Responsible Use Flashcards
Who is accountable for AI use in engineering?
The user
Describe 3 dangers of using AI in an engineering context
Incorrect information - incompetent
Bias - integrity and objectivity
Incoherency and irrelevance- coherency
Where does AI stereotyped outputs originate?
The training data
Describe how generalisation is a good thing and contrast it to how it could lead to a bad outcome.
It means that the LLM has the ability to work on tasks outside its training data. It is good because it is possible to learn from the past to do better in the future.

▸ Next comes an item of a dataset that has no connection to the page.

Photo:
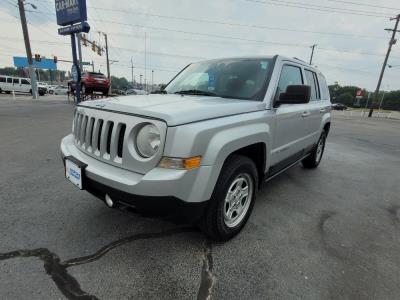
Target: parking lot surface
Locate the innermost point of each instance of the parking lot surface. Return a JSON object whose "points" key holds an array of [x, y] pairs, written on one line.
{"points": [[333, 232]]}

Engineering problems are complex. A prior solution may not work for a new problem.
The problem context needs to be very specific to avoid it
Explain how curation can introduce new bias
Training data can be bias, we can unknowingly adopt someone else’s bias.
What are the four ways AI can misinform the reader? How does verification avoid these?
Factual correctness - open links/references to verify
Bias - ask for alternative opinions
Incompleteness - ask for a peer review of the output
Incoherency or irrelevance - does it answer the question? ask the AI to explain its answer
How does AI use conflict with the engineer’s ethical obligation to act competently.
Are you competent in the area you are asking for AI help with, can you critically evaluate the output? Could you have arrived at the same solution on your own eventually? Have you avoided using your own skills? Are you misinterpreting your own expertise or competence?